São suas tapeçarias, suas pinturas, suas ilustrações e tudo que ele criou. Nair
quer reunir em dois livros, como se fossem "livros tombos", disse ela
com entusiasmo. Um levantamento feito por quem participou e testemunhou. Portanto, uma fonte primária de alto valor. Não lhe contaram, não lhe disseram
foi ela própria que viu, que acompanhou grande parte da trajetória
vitoriosa de Genaro de Carvalho, enquanto criava suas obras de grande valor
artístico, cultural e econômico. Ela lamenta a destruição de vários murais .

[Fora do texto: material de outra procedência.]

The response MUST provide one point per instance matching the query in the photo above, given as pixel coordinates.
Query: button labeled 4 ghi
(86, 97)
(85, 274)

Aqui farei também um recorte das memórias que Nair de Carvalho ouviu e
registrou de sua sogra d. Celina Carvalho, de outros parentes e dos amigos mais íntimos relatando os primeiros anos do artista. Foram relatos de terceiros até o
momento que o conheceu em 1955. A partir daí as experiências foram
compartilhadas entre Genaro de Carvalho e Nair até 1971, quando ele faleceu
precocemente aos 44 anos de idade. |
Os primeiros desenhos de Genaro . |
Nair de Carvalho com sua generosidade me enviou o primeiro
volume que ela classificou como uma espécie de "livro tombo", e tem o título de "Tecendo
Memórias, e é dele que vou falar. Ao abrir o livro nas primeiras páginas temos
uma foto em plena juventude do casal celebrando o primeiro encontro em 1955,
que resultou em anos de convivência. Ela mesma escreveu: "Deste encontro
nasceu também um projeto de vida, de amor, de cumplicidade, de arte. Víamos a
quatro olhos. Genaro, o mestre, o mago, de quem eu sabia e queria ser a
inspiração".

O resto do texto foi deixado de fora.